Syncopation takes place in 1911 on New York's Lower East Side. It is the era of the famous dance team of Irene and Vernon Castle - everyone wanted to "be" this couple. Henry Ribolow (Charles Shaw Robinson), a 42 year old Jewish meatpacker who lives with his mother, is passionate about becoming a prize winning ballroom dancer. Henry rents a drafty and dusty dance loft once used by Vernon Castle where he can sharpen his craft. Henry is somewhat of a loner and lives only for dance. He likes to watch people, and he tries to imitate their walks with new dance patterns. Some of his dance steps remind me of John Cleese's funny walks in the Monte Python series.
Henry needs a partner so he places an advertisement in the paper stating "Searching for a woman with a desire to be a ballroom dancer. To meet once a week for practice, eventual success, and to one day dance for royalty. If these are your dreams and longing too, please join me." Anna Bianchi (Lisa Morse), a 24 year old Italian who sews beads on women's garments, answers the ad.

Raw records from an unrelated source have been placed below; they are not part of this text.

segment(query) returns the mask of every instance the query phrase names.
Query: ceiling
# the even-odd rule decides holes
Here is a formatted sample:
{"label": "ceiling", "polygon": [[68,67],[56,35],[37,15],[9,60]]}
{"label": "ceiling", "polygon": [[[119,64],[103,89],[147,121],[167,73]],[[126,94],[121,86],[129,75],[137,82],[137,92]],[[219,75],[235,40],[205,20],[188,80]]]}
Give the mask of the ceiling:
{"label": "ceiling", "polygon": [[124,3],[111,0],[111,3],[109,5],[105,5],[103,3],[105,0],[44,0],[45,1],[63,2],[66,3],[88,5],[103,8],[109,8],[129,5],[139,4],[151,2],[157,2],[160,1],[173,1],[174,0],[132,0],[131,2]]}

Anna is one of those liberated women of the early 20th century who might be called a free spirit willing to try anything.

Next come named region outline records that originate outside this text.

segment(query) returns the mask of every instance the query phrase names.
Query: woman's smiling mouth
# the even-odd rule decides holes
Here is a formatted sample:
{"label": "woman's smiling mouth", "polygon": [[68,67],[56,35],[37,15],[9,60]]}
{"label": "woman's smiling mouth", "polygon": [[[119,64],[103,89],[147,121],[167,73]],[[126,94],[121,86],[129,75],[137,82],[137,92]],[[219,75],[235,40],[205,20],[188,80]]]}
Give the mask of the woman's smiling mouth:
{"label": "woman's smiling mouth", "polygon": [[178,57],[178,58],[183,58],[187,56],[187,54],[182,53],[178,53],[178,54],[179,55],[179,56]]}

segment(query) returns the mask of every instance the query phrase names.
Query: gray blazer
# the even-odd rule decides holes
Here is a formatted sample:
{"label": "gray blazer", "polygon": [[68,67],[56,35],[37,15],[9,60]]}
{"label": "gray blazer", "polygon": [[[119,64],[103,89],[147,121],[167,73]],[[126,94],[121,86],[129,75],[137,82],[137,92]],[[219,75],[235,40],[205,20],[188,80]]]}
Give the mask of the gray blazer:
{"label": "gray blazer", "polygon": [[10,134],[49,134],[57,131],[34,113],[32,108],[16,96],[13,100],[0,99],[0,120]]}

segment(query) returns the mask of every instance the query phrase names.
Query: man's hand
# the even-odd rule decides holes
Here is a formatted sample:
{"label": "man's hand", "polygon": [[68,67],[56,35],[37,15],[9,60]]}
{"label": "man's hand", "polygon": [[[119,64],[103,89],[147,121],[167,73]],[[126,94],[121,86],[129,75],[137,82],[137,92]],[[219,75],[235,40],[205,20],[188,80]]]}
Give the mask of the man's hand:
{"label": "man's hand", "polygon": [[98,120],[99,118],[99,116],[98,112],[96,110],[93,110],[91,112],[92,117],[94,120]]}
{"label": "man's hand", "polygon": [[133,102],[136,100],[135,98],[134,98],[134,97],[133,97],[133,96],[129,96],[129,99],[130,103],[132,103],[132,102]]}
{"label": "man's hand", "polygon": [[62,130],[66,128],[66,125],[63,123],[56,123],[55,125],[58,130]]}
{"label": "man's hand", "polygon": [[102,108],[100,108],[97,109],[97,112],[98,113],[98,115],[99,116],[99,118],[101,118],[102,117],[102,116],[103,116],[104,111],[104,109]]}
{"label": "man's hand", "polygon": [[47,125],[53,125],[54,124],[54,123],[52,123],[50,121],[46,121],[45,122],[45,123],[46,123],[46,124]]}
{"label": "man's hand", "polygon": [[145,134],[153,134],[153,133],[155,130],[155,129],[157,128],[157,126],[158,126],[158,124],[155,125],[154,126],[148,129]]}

Anna belongs to a group that she calls the "Odd Women," or suffragettes. Even though Anna is engaged to another man, she slowly warms up to Henry and his dreams while Henry becomes obsessed with Anna's life outside of the loft. However, Anna finds a cape-wearing chap named Theo in the second act causing Henry to be crestfallen. He becomes moody and his dreams are smashed. But, as in those "lets make the ending happy movies," everything comes out ok. This is just good old prime time sitcom stuff.
The couple uses early Castle-type dances thoughout the 2 hour 15 minute production. The playwright uses these dances as symbols for persons embracing new ideals and aspirations during the early 20th century. The historical context, such as womens' rights and the new entrepreneurial spirit of America, is narrated by the two characters in a diary-like monologue.

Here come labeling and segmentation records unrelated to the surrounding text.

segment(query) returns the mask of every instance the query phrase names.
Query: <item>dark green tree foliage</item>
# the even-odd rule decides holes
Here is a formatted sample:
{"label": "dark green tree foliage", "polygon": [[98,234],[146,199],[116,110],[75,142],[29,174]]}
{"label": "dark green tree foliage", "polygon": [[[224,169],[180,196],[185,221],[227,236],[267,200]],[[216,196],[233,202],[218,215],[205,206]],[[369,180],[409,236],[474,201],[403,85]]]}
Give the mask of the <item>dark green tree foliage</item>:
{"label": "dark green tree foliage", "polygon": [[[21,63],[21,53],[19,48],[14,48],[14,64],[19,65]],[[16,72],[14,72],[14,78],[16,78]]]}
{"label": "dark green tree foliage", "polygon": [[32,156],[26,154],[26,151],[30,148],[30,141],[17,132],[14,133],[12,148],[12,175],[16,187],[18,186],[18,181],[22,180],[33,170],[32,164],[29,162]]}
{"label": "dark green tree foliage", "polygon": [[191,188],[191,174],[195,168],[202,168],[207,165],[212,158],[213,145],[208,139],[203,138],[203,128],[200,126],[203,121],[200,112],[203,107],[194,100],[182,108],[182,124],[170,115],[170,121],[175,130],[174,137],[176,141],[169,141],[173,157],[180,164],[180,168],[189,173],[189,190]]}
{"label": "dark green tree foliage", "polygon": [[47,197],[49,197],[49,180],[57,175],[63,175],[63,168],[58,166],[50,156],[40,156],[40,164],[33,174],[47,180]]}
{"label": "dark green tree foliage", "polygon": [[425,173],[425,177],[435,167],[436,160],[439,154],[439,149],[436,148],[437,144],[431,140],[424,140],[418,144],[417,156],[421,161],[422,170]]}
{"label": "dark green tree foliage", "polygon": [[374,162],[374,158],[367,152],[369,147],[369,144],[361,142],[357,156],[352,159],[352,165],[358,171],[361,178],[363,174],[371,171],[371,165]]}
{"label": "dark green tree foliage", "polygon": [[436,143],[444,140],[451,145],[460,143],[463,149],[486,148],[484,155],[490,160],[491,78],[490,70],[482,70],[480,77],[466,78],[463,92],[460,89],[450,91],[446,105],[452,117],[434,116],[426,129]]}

Syncopation starts out very slow and is really too mild-mannered, taking a long time before any chemistry develops between the two characters. I have a hard time believing that Charles Shaw Robison (who was excellent in Kabul/Homebody and Moving Bodies) is a 42 year Jewish meat packer from the Lower East Side of Manhattan. His accent just does not ring true. There is not a moment of believable emotion coming from him at first. However, as the play progresses, he improves; Robison then shows distressed charm, melancholy perseverance and real pain. New York actress Lisa Morse has the energy and charm to make her character interesting. She grows more multifarious and convincing, especially in her second act speeches.
Eleanor Reissa's direction is restrained and could have more punch in the those opening scenes. The dialogue is very stilted during those scenes, even when Henry is delivering a monologue about the other dancers that he has interviewed. Both Moore and Robinson are fair dancers, but the characters are not supposed to be professional. They also maintain good conversation tactics when dancing. Andrea Bechert's set design is a free floating set of a bleak and sandy dance loft. There are projections of the Brooklyn Bridge and Coney Island in the background during some of the scenes. Dance collaborator Lawrence Erwing has given the couple simple routines, but I thought more could have been made of these sequences. Costumes by Anna Oliver are good period outfits, especially the dresses for Lisa.
Syncopation runs through April 13 at the Marin Theatre, 397 Miller Ave, Mill Valley. Ca. For tickets call 415-388-5208 or online at www.marintheatre.org. There next production is Visions of Kerouac by Martin Duberman and directed by Lee Sankowich. It opens on May 8th and runs thru June 8th.